While writing the Planet Of The Apes blog for the Inquirer, Flam wrote an article about evolution as though the responses had been written by her cat, Higgs, to emphasize the simplicity of the reasoning. The article was reviewed favourably by other bloggers, notably Jerry Coyne in Why Evolution Is True. This approach continued, with Higgs guest-authoring other posts in the Planet Of The Apes blog, and "Higgs, the Science Cat" publishing his own science articles in Parade, with Flam calling herself "assistant to Higgs". The Parade articles ran from April to June of 2013, and covered primarily biology and astronomy topics.

==Public speaking==
Flam is a frequent speaker at conferences.
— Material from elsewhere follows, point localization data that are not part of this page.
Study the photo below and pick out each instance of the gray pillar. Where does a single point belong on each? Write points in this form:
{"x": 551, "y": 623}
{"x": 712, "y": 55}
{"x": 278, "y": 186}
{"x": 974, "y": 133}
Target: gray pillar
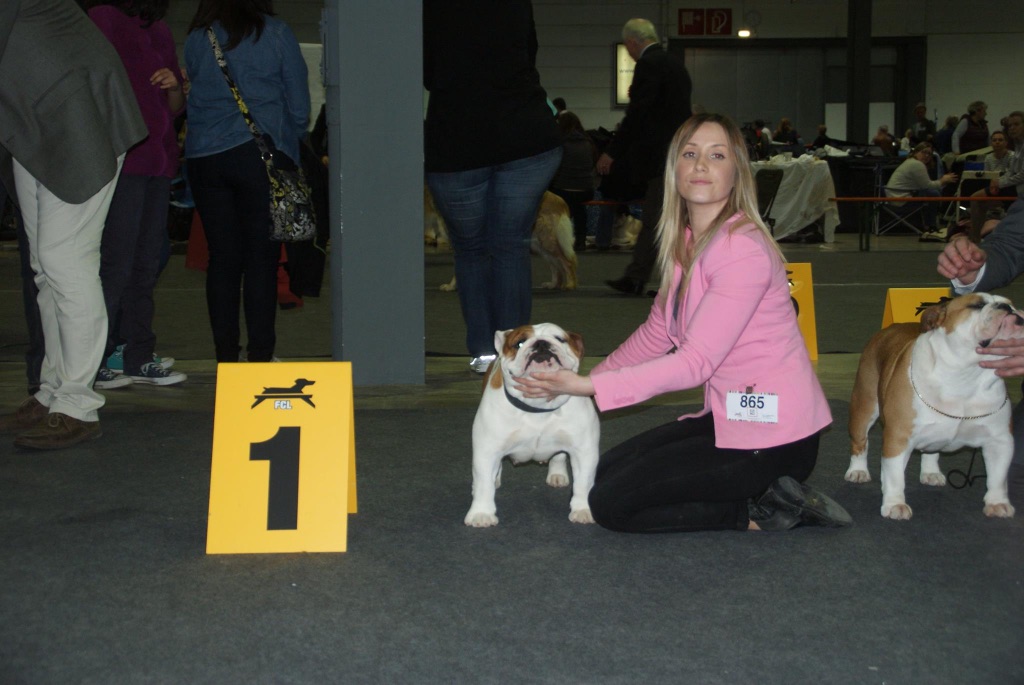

At first her appearances were related to her book, The Score, such as when she discussed it as part of the 2008 Wistar Author Series, and her talk, Are Males the More Interesting Sex? at The Philadelphia Science Festival.

More recently, she has spoken to promote science journalism and communication skills to scientific and skeptical forums. In 2012 she participated in a panel discussion, Telling the Stories of Science at the Academy of Natural Sciences of Drexel University.

Flam was a presenter at the 2013 edition of The Amaz!ng Meeting, speaking on the importance of countering misleading and uncritical media coverage, and later blogged about her experience interacting with the skeptics, magicians, and scientists who attended. In 2014 she made a presentation on science in the media on the topic of genetically modified organisms, to the Philadelphia Association for Critical Thinking.

==Awards==
In 2014, Flam received the Friend of Darwin award from the National Center for Science Education for her 2010-2012 The Philadelphia Inquirer column Planet of the Apes, for being "the only newspaper column dedicated to evolution". The award was presented April 26, 2014, at the Academy of Natural Sciences of Drexel University in Philadelphia.

Flam won 1st place in the Special Projects category of the Pennsylvania NewsMedia Association's 2011 Keystone Press Awards for her article Faulting the Forensics. Flam has been nominated for a Pulitzer prize for work in The Philadelphia Inquirer.

==Controversies==
Flam's Planet of the Apes series drew criticism from Creationists. In an interview with Discover magazine, Flam indicated that the most intense criticism of her work came from coverage of climate change.